You can return to regular feeding now  :Smile:  .

----------


## anapolis

Hello,  
For future reference 
is it ok to use month old pedialyte to give him the warm baths?, i haven't done it yet, still on the honey. The pedialyte has been refrigerated for a month, and it is open.  
Thank you 
J.G

----------


## Carlos

Pedialyte and similar products have a short expiration date once opened.  Myself thinks that if fluid is not contaminated (i.e. only outpoured and never returned to bottle) and refrigerated, it is OK to use for a few months  :Smile:  . 

Having said that; I do not give baths (Pedialyte or Honey) to any frogs unless there is an issue at hand.  If your frog is eating a balanced meal with appropriate supplements and defecates normally; there is no reason to remove it from it's safe home and give it a bath  :EEK!:  .

----------


## anapolis

I just mean if he ever ets impacted, or if say one of my friends frogs get impacted, will it harm the frog?

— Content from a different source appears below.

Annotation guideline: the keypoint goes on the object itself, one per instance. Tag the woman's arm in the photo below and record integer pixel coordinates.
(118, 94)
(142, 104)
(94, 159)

Also, My friend   (A.J)   was wondering,,, if his pacman hasnt pooped for a week and there is a small lump on his right side does that mean he is impacted? he hasnt fed him for a week, can he feed him one cricket? just so he doesn't starve? 

Thank you   

A.J

----------


## WorldClassFrogCoddler

Yes, your friend's frog COULD be impacted, but he could just be a slow little dude who isn't ready to poop just yet. Has he tried a warm bath for an hour or so? I found a 15 minute bath wasn't long enough to get my froggy's pipes working, but a longer bath did the job. Make sure the water is shallow so he doesn't drown. Remind your friend of that. And yes, that hard lump could mean impaction. Might be the wrong side, can't remember, but many threads here on the subject have expert replies that will tell you if it's the left or right side. It's whichever side his stomach is on internally. Anyway, a week isn't super worrying. Even humans can go a week without pooping, no problem, and frog metabolism is slower than ours. Just keep him stress free and repeat the baths every now and then and hopefully it will work out the natural way. And of course, I am no expert, so wait for Carlos to come back, or someone else you respect.

----------


## Heather

It is the "right" side. Try the warm honey bath. It usually helps. Try and get him to poop before feeding again. There are other treatments, but the bath is the best way. I'll follow along in case it does not work.

----------


## anapolis

hey, so my friend  just got back from his dads, and its been 2 days since benjis last bath, he looked into his water bowl, and there was a lot of substrate, and a severed cricket leg, im thinking he pooped in there and then it broke apart, there was a pretty thick layer of substrate in his bowl. the lump has gotten a little smaller, its still big, and it has moved slightly more towards the frogs butt.  
I still told my friend not to feed him...how long can a pacman go without food without starving? 
thanks for the help! 
A.J and J.G

----------


## anapolis

Also,how warm should the water be when giving baths? and how does my friend keep it warm/ 
thanks 
aj

----------


## Carlos

Water should be 80F (27C).  You can cover the bath container with a towel or similar to help keep heat in and relax frog.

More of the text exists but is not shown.